Me interesa esa tensión: la ligereza aparente sostenida por una enorme disciplina visual. Hockney sabía ordenar el mundo. Sabía dónde colocar una línea, cuánto espacio dejar vacío, cuándo detenerse, cómo hacer que una sombra, una silla o una salpicadura cambiarán por completo la emoción de una imagen.
Con los años, lo que más me impresionó de él fue su negativa a quedarse quieto. Muchos artistas encuentran un lenguaje y pasan la vida repitiéndolo. Hockney, en cambio, siguió buscando. Pintó, dibujó, hizo grabado, fotografía, escenografía, obras digitales y experimentos visuales que cuestionaban la perspectiva tradicional. No parecía interesado en defender una época pasada. Al contrario: quería seguir viendo de otra manera.
Ese impulso se volvió especialmente visible durante la pandemia, cuando se instaló en Normandía y comenzó a registrar la llegada de la primavera en su iPad. Mientras el mundo entero estaba encerrado, ansioso y desconcertado, Hockney miraba los árboles. Miraba los brotes. Miraba la luz cambiar sobre el campo. Miraba la vida insistir.
De ese periodo surgieron flores, ramas, casas, cielos, caminos, verdes intensos y amarillos recién abiertos. Frente a sus grandes lienzos, esas imágenes parecían más íntimas. Pero ahí estaba, quizá, una de sus lecciones más profundas. En medio del miedo global, eligió observar la renovación de la naturaleza. Eligió recordar que la primavera no podía cancelarse.
No era evasión. Era resistencia visual.
Porque mirar también puede ser una forma de esperanza. Detenerse ante un árbol que florece, ante el movimiento del agua, ante una habitación iluminada, ante una sombra sobre el muro, no es negar el dolor del mundo. Es reconocer que la belleza sigue existiendo incluso cuando la realidad se vuelve difícil.

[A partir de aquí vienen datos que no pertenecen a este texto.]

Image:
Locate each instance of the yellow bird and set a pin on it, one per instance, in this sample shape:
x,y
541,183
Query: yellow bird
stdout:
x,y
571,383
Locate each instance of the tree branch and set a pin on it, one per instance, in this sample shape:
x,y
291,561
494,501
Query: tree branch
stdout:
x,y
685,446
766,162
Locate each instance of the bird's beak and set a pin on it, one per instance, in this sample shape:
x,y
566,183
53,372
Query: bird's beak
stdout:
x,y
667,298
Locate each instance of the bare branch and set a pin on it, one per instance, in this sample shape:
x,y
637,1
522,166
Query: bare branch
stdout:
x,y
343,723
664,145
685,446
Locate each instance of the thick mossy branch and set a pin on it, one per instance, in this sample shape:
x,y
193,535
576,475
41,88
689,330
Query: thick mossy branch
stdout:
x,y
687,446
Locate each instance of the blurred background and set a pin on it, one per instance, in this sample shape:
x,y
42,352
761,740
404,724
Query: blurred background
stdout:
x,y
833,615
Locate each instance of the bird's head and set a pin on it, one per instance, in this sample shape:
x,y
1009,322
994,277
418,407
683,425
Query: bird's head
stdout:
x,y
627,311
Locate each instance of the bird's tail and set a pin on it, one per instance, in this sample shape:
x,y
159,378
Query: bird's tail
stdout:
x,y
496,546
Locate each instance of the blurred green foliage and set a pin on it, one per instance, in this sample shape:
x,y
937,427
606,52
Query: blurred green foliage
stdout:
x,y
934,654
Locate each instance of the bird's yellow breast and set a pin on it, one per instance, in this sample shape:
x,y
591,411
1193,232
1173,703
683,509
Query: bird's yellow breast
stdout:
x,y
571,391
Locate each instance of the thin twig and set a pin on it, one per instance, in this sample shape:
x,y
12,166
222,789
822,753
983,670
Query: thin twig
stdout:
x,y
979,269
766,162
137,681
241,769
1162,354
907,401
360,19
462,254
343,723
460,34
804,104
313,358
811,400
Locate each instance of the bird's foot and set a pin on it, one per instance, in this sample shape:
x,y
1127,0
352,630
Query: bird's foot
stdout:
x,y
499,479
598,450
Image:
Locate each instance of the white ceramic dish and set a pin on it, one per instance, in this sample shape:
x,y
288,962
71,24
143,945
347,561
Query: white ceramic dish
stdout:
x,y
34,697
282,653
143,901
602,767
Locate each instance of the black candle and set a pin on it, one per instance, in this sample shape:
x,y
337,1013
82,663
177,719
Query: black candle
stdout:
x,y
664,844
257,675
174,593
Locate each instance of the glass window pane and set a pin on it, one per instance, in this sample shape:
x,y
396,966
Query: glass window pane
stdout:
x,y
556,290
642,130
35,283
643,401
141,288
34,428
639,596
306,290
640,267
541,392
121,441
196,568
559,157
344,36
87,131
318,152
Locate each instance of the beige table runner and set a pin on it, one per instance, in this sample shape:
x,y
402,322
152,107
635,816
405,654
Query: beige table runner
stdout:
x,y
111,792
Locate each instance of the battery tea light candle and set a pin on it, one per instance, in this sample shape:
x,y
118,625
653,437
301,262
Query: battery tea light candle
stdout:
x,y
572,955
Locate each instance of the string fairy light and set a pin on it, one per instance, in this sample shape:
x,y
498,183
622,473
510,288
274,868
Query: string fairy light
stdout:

Me interesa quedarme con aquello que su obra nos dejó: una invitación a mirar con intensidad. A no pasar por la vida solo escaneando el suelo para caminar. A levantar la vista. A entender que la belleza no siempre se esconde en lo excepcional; muchas veces está en lo cotidiano, esperando que alguien tenga la paciencia de verla.
David Hockney pintó la alegría sin pedir perdón. Pintó el color sin miedo. Pintó la vida diaria como si fuera digna de eternidad. Y su obra nos recuerda algo que muchas imágenes de hoy han olvidado: ver no es lo mismo que mirar.
Mirar implica detenerse.
Mirar implica elegir.
Mirar implica amar.
Su muerte conmueve porque no se va solamente un gran artista británico. Se va alguien que amplió nuestra capacidad de percepción. Alguien que nos enseñó que una piscina podía contener una época, que una salpicadura podía volverse memoria, que un árbol en primavera podía ser una declaración de vida.
«El mundo es muy, muy bonito», decía Hockney.
Tenía razón.
Pero hay que mirar.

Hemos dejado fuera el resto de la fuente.